Aug 3, 2021

“Synthetic hinge” opens a door to smart, glucose-responsive insulin

Posted by in categories: biotech/medical, futurism

“The reason a glucose-responsive insulin is important is that the biggest barrier to the effective use of insulin, especially in Type 1 diabetes, is the fear of the consequences of blood sugar going too low,” says study author Michael A. Weiss.

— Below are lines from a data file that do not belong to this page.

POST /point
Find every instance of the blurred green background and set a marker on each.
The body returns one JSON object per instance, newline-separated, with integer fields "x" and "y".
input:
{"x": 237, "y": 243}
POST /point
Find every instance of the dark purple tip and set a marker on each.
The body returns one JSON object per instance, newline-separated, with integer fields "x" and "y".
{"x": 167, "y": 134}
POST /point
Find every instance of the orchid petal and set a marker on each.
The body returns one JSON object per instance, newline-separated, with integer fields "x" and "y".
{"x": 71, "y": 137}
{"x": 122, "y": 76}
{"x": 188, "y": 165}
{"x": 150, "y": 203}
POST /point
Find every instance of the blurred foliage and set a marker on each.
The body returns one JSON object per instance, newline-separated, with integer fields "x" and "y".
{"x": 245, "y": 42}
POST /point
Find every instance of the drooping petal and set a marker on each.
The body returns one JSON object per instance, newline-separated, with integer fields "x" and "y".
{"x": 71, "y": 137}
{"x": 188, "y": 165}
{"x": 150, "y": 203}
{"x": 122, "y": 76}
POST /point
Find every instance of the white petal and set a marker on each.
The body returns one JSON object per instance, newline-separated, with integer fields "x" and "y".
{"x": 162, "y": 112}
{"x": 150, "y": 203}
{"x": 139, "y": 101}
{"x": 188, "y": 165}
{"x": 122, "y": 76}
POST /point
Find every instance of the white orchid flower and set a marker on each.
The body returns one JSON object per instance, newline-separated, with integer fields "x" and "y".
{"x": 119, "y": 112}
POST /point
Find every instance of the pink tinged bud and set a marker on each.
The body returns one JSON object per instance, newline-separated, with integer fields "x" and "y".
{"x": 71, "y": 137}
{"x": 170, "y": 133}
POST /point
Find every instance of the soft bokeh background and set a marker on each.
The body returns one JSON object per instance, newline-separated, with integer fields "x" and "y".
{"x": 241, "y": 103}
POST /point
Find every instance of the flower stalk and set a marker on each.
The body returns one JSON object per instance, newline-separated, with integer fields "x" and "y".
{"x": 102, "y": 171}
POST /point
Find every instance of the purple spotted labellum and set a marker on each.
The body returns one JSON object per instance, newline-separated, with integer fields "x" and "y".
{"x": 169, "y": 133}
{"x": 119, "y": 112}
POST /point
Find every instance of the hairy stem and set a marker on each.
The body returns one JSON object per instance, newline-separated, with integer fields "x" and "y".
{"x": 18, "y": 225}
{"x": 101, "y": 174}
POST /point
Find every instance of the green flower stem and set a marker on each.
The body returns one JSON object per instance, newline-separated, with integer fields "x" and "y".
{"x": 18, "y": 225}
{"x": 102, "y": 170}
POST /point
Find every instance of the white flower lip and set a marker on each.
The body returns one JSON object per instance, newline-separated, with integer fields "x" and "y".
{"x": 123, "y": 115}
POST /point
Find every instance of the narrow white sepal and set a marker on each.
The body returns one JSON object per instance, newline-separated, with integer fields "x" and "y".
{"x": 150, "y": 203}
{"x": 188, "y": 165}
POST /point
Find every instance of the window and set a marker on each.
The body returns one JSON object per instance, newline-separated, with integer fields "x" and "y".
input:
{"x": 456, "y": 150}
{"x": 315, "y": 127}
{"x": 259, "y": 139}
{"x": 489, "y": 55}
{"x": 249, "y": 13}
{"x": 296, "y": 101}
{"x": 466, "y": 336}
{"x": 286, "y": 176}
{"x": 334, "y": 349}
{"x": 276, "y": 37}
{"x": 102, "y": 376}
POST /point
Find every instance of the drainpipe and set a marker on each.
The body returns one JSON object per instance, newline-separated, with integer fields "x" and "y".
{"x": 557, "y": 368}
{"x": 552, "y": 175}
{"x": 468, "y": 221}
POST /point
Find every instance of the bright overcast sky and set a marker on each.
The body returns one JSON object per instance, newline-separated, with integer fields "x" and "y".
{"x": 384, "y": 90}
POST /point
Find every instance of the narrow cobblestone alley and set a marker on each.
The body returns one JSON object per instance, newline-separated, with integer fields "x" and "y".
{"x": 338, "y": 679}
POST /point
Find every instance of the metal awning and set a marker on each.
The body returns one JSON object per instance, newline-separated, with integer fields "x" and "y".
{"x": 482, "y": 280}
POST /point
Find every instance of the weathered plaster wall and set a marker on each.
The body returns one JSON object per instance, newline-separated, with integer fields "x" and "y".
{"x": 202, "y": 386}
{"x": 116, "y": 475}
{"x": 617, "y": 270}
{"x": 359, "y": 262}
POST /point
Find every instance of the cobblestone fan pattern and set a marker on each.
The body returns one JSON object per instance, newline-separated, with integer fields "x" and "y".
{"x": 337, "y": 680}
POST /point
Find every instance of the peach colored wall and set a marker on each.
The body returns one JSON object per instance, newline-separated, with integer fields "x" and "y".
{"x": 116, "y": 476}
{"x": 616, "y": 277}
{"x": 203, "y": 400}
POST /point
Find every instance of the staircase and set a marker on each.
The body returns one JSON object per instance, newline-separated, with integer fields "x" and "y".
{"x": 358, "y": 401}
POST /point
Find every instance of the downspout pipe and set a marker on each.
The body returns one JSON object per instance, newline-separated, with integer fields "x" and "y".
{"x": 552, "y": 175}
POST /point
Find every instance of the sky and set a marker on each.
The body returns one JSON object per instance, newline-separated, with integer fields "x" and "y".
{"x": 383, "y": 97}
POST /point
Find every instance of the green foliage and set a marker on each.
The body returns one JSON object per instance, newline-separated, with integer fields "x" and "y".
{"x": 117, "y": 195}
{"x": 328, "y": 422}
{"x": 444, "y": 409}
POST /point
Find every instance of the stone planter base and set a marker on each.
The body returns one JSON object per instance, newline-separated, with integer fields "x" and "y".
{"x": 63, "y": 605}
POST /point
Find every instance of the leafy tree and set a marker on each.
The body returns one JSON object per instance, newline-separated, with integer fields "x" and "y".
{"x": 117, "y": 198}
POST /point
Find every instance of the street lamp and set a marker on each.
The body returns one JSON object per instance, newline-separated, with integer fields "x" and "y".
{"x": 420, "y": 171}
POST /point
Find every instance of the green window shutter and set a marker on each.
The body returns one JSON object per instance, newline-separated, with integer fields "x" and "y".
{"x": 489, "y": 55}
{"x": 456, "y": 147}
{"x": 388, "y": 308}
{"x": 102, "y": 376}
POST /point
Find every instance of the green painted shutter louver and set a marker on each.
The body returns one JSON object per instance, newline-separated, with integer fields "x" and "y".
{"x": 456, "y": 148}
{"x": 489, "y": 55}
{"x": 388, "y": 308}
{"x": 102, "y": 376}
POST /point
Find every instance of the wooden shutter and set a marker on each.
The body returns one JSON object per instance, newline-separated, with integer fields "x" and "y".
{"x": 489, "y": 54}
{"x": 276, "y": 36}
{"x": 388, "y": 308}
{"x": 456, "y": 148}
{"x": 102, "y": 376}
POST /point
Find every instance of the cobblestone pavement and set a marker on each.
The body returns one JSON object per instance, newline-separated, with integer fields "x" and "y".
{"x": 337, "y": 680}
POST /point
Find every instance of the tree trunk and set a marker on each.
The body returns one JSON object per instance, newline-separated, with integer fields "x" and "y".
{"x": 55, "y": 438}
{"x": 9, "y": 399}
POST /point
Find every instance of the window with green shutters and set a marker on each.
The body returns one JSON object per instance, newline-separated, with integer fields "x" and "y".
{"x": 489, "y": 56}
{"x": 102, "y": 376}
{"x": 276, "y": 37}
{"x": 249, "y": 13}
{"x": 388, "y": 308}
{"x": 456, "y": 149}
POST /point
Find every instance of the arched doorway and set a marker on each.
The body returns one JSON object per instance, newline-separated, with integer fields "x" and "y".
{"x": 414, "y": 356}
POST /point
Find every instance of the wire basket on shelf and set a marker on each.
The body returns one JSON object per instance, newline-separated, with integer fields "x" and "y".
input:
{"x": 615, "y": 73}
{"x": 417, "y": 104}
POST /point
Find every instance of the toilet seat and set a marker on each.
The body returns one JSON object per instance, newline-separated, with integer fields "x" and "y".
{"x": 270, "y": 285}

For sufferers of diabetes, keeping blood glucose levels within a healthy range can be a difficult and labor-intensive balancing act that often requires regular insulin injections, but some scientists imagine a future where medicine does the heavy lifting for them. A team at Indiana University School of Medicine has taken a promising step towards this future, demonstrating a type of “synthetic hinge” that swings into action when blood glucose levels call for corrective action.

The hormone insulin plays a vital role in keeping glucose at healthy levels in the blood, pulling it out of the bloodstream and helping turn it into energy. In diabetes patients, insufficient amounts or insulin that results in a reduction in effectiveness means that blood glucose levels are left to rise to potentially dangerous levels, which can have serious consequences.

Injections of insulin are a way for Type 1 diabetics to manage the condition, but one dangerous side effect of this is the potential for them to drive blood-sugar levels too low, a condition known as hypoglycemia. These concerns have moved scientists to explore a concept known as “glucose-responsive insulin,” an engineered form of the hormone that would self-adjust depending on the blood sugar levels of the patient.